コロナ禍によって、従来は約 90%が海外からのお客さまで占められていた状況から、多くが国内のお客様に変わったというのは言うまでもなく非常に大きな変化です。したがって、国内のお客様の嗜好に寄り添う必要がありました。
そのためにはビジネスマナーのトレーニングなどを通じて、国内のお客さまとの接し方をより強化していかなければなりません。お客さまとの間の空気感や距離感といったところを重視しながら、トレーニングを継続していきたいと思います。
15年前のザ・ペニンシュラ東京の開業時に比べて、オンラインチャネルから予約するお客さまが増えたことは、FBのあり方にも大きな変化がありました。以前は来館してからアラカルトで「こういう感じで食事をしたいから、それに合わせて何か作ってください」というリクエストをシェフが受けるという、クリエイティビティーが求められるスタイルが中心だったのですが、今はあらかじめ組まれたコースをご予約されるお客様が増えています。

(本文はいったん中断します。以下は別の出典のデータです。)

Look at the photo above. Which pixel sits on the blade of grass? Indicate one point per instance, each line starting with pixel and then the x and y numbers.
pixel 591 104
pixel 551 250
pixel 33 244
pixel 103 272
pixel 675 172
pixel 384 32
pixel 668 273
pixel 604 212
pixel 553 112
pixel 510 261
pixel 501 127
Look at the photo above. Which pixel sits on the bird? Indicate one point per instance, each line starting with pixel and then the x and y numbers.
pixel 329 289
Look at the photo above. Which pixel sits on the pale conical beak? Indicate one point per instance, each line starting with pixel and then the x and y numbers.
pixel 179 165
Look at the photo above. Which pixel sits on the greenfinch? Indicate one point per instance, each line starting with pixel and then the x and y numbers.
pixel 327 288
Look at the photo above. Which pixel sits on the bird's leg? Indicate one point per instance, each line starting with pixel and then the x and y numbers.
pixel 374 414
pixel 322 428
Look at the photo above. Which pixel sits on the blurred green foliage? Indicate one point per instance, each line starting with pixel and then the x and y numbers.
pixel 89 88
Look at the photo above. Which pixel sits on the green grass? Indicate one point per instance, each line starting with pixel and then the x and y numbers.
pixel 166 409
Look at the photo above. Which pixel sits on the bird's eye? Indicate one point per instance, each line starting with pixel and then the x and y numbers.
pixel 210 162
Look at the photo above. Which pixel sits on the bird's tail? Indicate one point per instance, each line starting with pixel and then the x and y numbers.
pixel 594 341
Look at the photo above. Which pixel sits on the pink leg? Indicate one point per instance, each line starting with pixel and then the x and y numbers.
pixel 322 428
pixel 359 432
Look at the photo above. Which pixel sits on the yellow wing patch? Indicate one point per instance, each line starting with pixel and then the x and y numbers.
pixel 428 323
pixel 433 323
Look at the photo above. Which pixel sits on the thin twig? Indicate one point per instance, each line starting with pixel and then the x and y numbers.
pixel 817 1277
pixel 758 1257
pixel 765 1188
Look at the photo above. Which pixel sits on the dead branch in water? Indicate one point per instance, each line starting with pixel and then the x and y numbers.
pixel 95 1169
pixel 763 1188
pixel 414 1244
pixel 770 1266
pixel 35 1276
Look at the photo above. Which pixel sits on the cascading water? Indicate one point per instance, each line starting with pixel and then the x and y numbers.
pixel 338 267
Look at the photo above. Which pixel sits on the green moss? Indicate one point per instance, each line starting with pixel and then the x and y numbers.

それにより、キッチンに求められるクリエイティビティーの機会がやや減少してしまったことも変化の一つですが、おいしい料理を作るという基本的な意識はすべての料理人が持ち続けていますので、スタイルは変わっても多くのお客さまに満足していただけるメニューを提供していきます。
----これからホテル業界に入ってくる人たちに求めるスキルなどを教えてください。
専門的な職業的スキルを身に付けているスペシャリストはもちろん必要なのですが、その上でゼネラリストとして育っていける人材が特に重要になってくると考えています。ホテルに入ってからはじめの 5年間は、さまざまな部署でいろいろな仕事を経験するジャーニーこそ、人材育成のポイントとなると思っています。FB、宿泊などの部署にとらわれない様々な経験こそが、ホテリエに求められる柔軟性や適応能力が養われていくと信じているからです。
ゼネラリストとしての道を切り開く近道は、海外に出て国際感覚を身に付けることをおすすめします。ホテルは衣食住に関わる仕事がすべて詰まっている多様な可能性の宝庫です。そこでさらに多様な文化や習慣に触れることで経験と知識が増えます。そしてペニンシュラには、スタッフにオープンにチャンスを与える風土があります。「こういうことをやってみたい」という自発的な意志を持つスタッフには、多くのチャンスがあるホテルであり続けるでしょう。
----ご自身のキャリアに関する将来的なビジョンを教えてください。
久し振りに帰国したので、しばらくの間は日本にいたいと思っています。その後は海外のペニンシュラでの挑戦を続けたいと思っていますし、ゆくゆくは総支配人として仕事をしたいという希望持っています。
かつてアンバサダープログラムや海外転勤で吸収した大きなものを、できる限りペニンシュラに還元して恩返しがしたいという気持ちを強く抱いています。これからも国際的なホテリエとしてのキャリアを積んでいきたいと思います。